This exhibition will look at the circus as a metaphor in the work of Jack B Yeats. Throughout his 70 year painting career, Yeats expressed themes of mental illness, loneliness, political and social change, pacifism, cruelty, racism and grief in his portrayal of circus life, and of the clown in particular. The exhibition will be drawn from a variety of public and private sources and will feature a number of works rarely exhibited publicly. The show will be one of the corner stones of Tread Softly, Sligo’s new festival celebrating the artistic heritage of the Yeats family.
Dr. Hilary Pyle will Officially open the exhibition.
Early joyous and celebratory visions of the circus are considered here alongside later, more dramatic and carnivalesque works. Many of Yeats’ works from 1920 onwards present the circus as an allegory for socio-political instability both in Ireland and abroad, as well as a metaphor for aspects the human condition such as grief, loneliness and mortality.

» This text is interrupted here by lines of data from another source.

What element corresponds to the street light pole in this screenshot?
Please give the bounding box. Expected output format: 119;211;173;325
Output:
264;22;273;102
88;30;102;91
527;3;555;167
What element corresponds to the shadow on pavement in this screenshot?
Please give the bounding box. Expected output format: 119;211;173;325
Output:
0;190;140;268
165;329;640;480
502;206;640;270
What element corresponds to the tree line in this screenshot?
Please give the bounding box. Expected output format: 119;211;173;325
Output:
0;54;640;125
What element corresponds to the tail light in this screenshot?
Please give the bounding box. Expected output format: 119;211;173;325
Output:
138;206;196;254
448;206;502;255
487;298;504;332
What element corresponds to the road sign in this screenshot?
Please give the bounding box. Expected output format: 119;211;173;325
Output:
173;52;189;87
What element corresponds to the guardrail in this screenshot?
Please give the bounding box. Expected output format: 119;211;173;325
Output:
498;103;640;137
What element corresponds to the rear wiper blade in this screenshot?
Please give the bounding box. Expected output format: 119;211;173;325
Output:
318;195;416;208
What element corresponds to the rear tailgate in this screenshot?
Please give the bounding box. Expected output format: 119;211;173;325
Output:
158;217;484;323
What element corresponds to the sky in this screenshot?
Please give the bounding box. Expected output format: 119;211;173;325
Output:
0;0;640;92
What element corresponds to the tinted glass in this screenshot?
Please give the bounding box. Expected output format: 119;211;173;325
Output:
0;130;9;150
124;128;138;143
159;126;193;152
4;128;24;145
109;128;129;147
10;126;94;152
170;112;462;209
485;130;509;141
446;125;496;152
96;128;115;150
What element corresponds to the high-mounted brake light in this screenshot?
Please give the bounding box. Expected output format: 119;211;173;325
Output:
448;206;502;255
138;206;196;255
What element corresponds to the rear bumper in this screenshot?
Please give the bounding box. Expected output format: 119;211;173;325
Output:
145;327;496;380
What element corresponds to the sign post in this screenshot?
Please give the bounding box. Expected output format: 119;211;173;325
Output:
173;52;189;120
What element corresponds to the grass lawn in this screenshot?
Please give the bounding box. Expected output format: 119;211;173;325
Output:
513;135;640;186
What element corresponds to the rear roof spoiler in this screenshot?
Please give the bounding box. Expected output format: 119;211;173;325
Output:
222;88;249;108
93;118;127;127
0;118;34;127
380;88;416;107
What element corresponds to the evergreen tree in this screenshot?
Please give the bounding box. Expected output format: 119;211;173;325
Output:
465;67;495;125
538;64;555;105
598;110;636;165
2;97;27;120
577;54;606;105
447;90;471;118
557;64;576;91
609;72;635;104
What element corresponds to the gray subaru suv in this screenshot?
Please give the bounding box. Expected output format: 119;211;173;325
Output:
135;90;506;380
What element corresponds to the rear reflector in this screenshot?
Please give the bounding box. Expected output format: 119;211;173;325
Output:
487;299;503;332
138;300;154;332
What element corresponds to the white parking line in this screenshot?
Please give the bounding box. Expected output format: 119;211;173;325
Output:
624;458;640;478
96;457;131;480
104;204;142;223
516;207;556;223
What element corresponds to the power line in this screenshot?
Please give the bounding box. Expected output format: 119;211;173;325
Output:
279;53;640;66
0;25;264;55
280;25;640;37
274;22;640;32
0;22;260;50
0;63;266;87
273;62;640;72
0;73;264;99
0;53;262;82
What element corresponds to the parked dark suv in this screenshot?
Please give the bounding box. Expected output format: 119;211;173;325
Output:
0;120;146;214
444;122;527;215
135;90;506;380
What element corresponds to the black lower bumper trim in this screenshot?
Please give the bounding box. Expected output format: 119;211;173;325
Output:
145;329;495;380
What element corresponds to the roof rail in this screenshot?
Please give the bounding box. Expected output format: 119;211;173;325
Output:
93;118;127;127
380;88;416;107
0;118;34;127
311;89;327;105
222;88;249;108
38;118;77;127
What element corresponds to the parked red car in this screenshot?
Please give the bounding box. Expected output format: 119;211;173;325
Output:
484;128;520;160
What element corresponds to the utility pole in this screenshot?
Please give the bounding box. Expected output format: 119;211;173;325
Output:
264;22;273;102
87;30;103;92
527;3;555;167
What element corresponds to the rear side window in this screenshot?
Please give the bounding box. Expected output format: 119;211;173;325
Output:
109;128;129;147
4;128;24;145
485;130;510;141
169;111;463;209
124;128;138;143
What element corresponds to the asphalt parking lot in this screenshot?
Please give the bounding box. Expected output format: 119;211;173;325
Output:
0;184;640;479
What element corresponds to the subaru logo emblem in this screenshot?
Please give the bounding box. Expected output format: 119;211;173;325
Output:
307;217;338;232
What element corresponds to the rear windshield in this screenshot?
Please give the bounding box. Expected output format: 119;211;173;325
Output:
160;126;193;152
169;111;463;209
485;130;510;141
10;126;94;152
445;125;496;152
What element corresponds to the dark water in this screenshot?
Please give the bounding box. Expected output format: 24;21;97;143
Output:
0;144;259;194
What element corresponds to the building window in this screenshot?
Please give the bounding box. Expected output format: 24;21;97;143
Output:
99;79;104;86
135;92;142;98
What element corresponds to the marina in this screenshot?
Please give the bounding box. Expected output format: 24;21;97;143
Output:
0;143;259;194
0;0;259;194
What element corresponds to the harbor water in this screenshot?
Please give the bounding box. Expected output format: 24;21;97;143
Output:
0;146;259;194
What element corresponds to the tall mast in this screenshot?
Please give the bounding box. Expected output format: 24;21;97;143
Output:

The circus was a recurring theme in nineteenth century European art with artists such as Manet, Seurat, Degas and Toulouse-Lautrec all depicting circuses and performers with an intense dynamism. The growth in leisure time for the wealthy throughout the nineteenth century increased the popularity of the circus. For artists, the circus represented a time when real life was suspended and audiences gave themselves up to magic and illusion. Many of these artists, including Jack B. Yeats, identified strongly with the figure of the clown. Much of Yeats’ works suggest that he used the clown persona to explore feelings of isolation and alienation that he may have felt came with the creative way of life.
Yeats’ examination of the tragicomic figure of the clown can be seen in a number of works such as Johnny Patterson Singing “Bridget Donoghue” (1928), They Love me (1947), Glory (1946) and perhaps most poignantly, in Alone (1944). Many of these works are based on the famous Irish performer Johnny Patterson. Patterson had success in the USA with Barnum’s Circus before returning to Ireland. While Patterson was greatly celebrated for his performances, his troubled private life was also well documented. Yeats went to see Patterson perform when he was a child growing up in Sligo and it is likely that the duality of Patterson’s persona was something that captured the imagination of the young artist. Patterson’s political beliefs were often expressed in the songs he wrote and performed. One song entitled ‘Do the Best for one and Other’ urged Protestants and Catholics to put their differences aside and unite behind Charles Stuart Parnell and tragically, Johnny was killed by an angry mob during a performance of this song.
Another work of note is The Last Dawn but one (1948), which depicts the travelling circus being dismantled and packed up by a ghostly company as the dawn breaks behind them. The painting has a strong suggestion of the passing of time and mankind’s mortality, however scholars have also noted that the circus folk, packing up and moving could reference post-war migrants in 1940s Europe.
This exhibition, which continues until 1 September 2013, features works from prestigious public collections such as those of The National Gallery of Ireland, The Hunt Museum, Limerick and Limerick City Gallery of Art.